Anziani maltrattati a Prato, il silenzio della coop Astir sugli orrori

Nemmeno una parola di scusa per il comportamento dei suoi operatori. Il consorzio scarica la colpa sull'Asl per i mancati i controlli

Quindici righe, qualche banalità e mai, nemmeno per sbaglio, la parola "scuse". Questo è riuscito a partorire il Consorzio di cooperative Astir, 27 ore dopo la notizia dell'inchiesta che vede indagate 17 persone (tre dipendenti dell'Asl e 14 dell'Astir, appunto) per i maltrattamenti nei confronti degli anziani ospiti della casa di riposo di Narnali, a Prato. Non solo. Anziché fare un esame di coscienza, come sarebbe parso normale e scontato, il Consorzio Astir punta il dito sull’Azienda sanitaria. La casa di riposo, si legge nella nota diffusa ieri, è una struttura a gestione mista pubblico-privata dove le funzioni di controllo «sono di spettanza esclusiva dell'Asl 4».

E siccome secondo l'Astir il nocciolo della questione è la mancanza di controllo, la colpa è dell'Asl. Semplice, no? Fosse per loro, la faccenda sarebbe già risolta e sarebbero altri a doversene preoccupare. Con buona pace del fatto che sette dei nove operatori sospesi dal gip sono dell'Astir.

E' un comunicato che sembra arrivare da un altro pianeta, dove tutti sono felici e soprattutto dove le case di riposo non sono gestite dall'Astir. Purtroppo quel pianeta non esiste. In quello dove viviamo noi può capitare che gli anziani vengano umiliati e offesi, picchiati e derubati, probabilmente anche da dipendenti dell'Astir, che però si limita a dire di aver sospeso gli indagati e di avere fiducia nella magistratura.

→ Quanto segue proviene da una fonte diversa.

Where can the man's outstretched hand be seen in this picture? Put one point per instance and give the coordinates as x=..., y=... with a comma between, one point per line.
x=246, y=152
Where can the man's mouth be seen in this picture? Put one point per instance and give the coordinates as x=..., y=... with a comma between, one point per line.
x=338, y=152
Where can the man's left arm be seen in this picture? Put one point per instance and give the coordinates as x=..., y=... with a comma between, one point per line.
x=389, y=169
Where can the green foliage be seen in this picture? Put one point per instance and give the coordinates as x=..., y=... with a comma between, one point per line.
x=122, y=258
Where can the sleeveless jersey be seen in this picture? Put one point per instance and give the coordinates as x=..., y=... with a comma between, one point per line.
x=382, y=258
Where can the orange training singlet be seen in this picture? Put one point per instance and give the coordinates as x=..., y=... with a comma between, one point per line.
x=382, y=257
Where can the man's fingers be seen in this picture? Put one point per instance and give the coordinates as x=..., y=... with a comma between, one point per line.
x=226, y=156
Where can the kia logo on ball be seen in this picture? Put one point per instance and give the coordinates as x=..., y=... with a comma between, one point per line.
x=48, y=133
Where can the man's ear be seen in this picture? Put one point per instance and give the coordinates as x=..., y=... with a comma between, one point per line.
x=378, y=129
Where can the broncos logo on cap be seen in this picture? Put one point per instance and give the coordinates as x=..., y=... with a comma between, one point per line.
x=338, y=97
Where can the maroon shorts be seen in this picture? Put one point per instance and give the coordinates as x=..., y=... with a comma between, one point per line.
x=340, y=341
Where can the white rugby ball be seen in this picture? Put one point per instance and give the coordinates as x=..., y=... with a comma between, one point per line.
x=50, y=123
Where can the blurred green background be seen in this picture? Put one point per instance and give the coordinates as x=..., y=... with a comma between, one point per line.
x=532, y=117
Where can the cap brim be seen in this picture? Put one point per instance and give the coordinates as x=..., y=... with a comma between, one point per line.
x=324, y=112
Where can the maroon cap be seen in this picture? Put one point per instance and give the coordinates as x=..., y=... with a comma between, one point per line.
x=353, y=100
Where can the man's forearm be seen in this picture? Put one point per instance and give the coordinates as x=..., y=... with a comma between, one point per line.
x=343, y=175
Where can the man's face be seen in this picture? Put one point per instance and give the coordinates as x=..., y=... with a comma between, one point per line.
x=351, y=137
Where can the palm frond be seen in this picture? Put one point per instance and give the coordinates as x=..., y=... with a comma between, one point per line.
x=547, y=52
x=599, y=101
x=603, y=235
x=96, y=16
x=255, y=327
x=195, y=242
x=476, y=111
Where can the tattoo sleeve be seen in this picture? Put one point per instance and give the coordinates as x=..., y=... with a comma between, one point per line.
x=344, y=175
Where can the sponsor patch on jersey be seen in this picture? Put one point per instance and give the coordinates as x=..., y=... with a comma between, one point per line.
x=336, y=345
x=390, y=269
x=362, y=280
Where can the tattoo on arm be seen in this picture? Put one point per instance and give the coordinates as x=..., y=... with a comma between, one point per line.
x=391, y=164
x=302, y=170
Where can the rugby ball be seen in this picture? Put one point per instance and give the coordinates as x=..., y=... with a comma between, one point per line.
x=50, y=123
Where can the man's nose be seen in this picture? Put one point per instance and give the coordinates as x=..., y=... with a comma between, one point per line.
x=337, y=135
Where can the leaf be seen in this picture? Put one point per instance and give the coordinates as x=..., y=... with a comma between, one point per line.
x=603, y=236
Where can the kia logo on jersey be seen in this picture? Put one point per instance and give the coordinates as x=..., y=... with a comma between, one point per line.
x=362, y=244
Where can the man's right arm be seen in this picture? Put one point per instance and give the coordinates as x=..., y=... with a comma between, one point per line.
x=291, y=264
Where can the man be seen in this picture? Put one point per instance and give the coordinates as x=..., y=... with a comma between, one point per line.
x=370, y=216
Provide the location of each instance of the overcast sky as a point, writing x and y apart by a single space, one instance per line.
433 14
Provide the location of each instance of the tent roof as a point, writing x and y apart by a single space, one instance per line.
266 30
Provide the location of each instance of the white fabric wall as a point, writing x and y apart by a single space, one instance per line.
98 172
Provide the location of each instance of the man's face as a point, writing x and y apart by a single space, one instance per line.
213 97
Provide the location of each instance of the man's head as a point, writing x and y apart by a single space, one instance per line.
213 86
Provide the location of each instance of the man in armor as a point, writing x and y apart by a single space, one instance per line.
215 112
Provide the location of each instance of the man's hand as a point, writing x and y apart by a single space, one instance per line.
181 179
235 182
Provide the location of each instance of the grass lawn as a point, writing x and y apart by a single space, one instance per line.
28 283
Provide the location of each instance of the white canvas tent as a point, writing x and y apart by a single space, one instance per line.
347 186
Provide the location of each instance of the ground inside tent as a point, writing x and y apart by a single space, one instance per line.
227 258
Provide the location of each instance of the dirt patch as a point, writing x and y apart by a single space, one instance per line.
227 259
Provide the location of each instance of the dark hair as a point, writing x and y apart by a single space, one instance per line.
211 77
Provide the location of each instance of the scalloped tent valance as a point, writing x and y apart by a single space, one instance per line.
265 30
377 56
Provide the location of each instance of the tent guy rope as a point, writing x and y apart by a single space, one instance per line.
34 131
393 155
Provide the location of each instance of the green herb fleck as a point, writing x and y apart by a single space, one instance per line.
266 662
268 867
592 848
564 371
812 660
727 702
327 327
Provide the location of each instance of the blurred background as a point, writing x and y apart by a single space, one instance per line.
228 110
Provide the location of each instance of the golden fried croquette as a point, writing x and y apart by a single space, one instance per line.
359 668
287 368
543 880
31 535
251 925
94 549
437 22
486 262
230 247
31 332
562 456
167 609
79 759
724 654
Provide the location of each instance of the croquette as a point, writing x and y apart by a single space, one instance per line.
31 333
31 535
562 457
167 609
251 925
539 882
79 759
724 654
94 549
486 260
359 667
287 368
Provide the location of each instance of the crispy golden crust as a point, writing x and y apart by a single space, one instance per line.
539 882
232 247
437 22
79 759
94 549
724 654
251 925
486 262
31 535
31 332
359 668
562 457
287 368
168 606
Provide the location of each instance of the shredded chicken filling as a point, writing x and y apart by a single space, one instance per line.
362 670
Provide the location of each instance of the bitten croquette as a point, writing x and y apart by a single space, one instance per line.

Ben altro piglio aveva mostrato venerdì mattina il vice commissario dell'Asl 4, Simona Carli, che si è presentata davanti alle telecamere e ha chiesto scusa alle famiglie degli anziani, senza se e senza ma. La stessa Carli che ieri ha risolto la convenzione con Astir e ha dato la gestione della casa di riposo alla Misericordia, togliendo da Narnali anche i 7 infermieri dell'Asl che non sono indagati, e che ora taglia corto sulla nascente polemica: «Ognuno si comporta come crede. Io ho ritenuto giusto chiedere scusa; se altri non lo fanno, affari loro».

No, il Consorzio Astir preferisce ricordare di aver lavorato per 20 anni «con dedizione e professionalità a sostegno dei più deboli« e che «intende portare avanti la propria mission con ancora più impegno e attenzione». Ecco, bravi, un po’ più di attenzione non guasterebbe, magari con una spruzzatina di umiltà e di rispetto per il dolore di tante famiglie.